Two games on Wednesday’s NHL board and in this preview we’ll look at an interconference matchup between the Edmonton Oilers and Pittsburgh Penguins. It’s not exactly breaking news that the Oilers are a downright maddening team. They have the best hockey player on the planet in Connor McDavid but are at serious risk of missing the playoffs for the second straight season. Entering tonight’s game, Edmonton is #13 in the fifteen team Western Conference. Even more inexplicable–they’re only two points up on the last place co-holders Anaheim and Los Angeles. It boggles the mind how a team with this much talent can win only six of their last 22 games going 6-14-2.

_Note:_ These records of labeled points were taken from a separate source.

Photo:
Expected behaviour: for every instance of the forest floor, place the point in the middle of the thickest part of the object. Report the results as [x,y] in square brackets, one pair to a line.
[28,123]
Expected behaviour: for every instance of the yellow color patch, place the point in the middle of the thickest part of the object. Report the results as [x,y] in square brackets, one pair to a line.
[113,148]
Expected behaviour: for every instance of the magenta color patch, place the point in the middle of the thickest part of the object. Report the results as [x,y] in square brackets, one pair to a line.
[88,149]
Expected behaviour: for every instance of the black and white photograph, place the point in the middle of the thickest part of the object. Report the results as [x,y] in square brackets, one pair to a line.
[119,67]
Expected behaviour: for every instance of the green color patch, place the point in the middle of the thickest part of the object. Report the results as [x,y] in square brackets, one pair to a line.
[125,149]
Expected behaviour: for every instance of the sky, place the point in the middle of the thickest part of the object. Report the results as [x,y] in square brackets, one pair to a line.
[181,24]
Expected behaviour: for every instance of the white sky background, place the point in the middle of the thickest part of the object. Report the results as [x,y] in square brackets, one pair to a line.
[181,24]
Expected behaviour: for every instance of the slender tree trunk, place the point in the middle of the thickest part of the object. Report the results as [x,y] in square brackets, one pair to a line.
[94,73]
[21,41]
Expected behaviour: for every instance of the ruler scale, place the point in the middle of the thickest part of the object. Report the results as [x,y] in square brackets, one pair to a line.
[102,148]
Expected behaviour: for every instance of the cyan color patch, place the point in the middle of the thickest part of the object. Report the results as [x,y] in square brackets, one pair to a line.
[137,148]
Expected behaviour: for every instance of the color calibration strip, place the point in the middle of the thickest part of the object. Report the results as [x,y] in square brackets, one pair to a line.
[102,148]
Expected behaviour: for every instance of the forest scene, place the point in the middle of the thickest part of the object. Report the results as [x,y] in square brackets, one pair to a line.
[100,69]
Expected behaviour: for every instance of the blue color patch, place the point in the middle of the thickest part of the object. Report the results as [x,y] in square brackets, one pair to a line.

This question has dominated the sports discussion in Edmonton for the past two years and patience of both fans and management are wearing thin. That’s why both head coach Todd McLellan and GM Peter Chiarelli have been fired so far this season. McLellan was quickly replaced with Edmonton native Ken Hitchcock who has more NHL coaching wins than everyone not named Scotty Bowman or Joel Quenneville. So far Chiarelli’s vacancy hasn’t been filled permanently but former assistant GM Keith Gretzky is doing the job on an interim basis. Spoiler alert–Keith’s brother used to be a pretty fair NHL player.
No one is doubting Hitchcock’s credentials as a NHL bona fide but to date there’s been nothing approximating a turnaround in the Oilers’ fortunes. The team went on a 8-3 run immediately after he was hired but has returned to their bumbling ways with little change in site. Edmonton does have a decent power play ranked #9 in the NHL (22.8%). That’s really the only silver lining in their statistical dark cloud. You’d think that Connor McDavid and five other guys picked at random out of the Edmonton phone book could at least put up solid offensive numbers. Guess again–the Oilers somehow have just 2.84 goals per game ranking 23rd in the league. They’ve been awful in their own end of the ice with the #27 goals against average in the NHL (3.35) and the worst penalty kill in hockey.
The Oilers’ struggles can’t be pinned on McDavid–he’s third in the league in points with 81. That’s one back of Chicago’s Patrick Kane and 7 back of Tampa’s Nikita Kucherov. He’s #7 in goals scored (31) right behind teammate Leon Draisaitl. Draisaitl would likely be a better fit as the Oilers’ second line center but he’s on McDavid’s line out of necessity.
Not that the Pittsburgh Penguins have been tearing it up this season. In fact, were the season to end today they would sneak into the playoffs by a single point over ninth place Carolina and two points over 10th place Buffalo. Pittsburgh enters this matchup on a 4-5-1 run and has shown little resemblance to a Stanley Cup contender. There’s reason to think that a turnaround could be forthcoming since the Pens are top ten in scoring, on the power play and on the penalty kill. Their defense could use some work as they rank #19 in goals against per game.
Edmonton catches a break as the Penguins will play this game without suspended Evgeni Malkin. The Penguins have dominated Edmonton in head to head play–they enter on a 19-8-2 run against the Oilers including a 5-0 mark in their last five meetings. At home, Pittsburgh is 10-2-2 against Edmonton. Those are tough numbers to go against but the Penguins look a bit overpriced given their recent form. If the Oilers are going to make a strong effort on this three game road trip it will be here. They haven’t played since Saturday and will be well rested and in desperate need of a good performance. If nothing else, they look like the value play.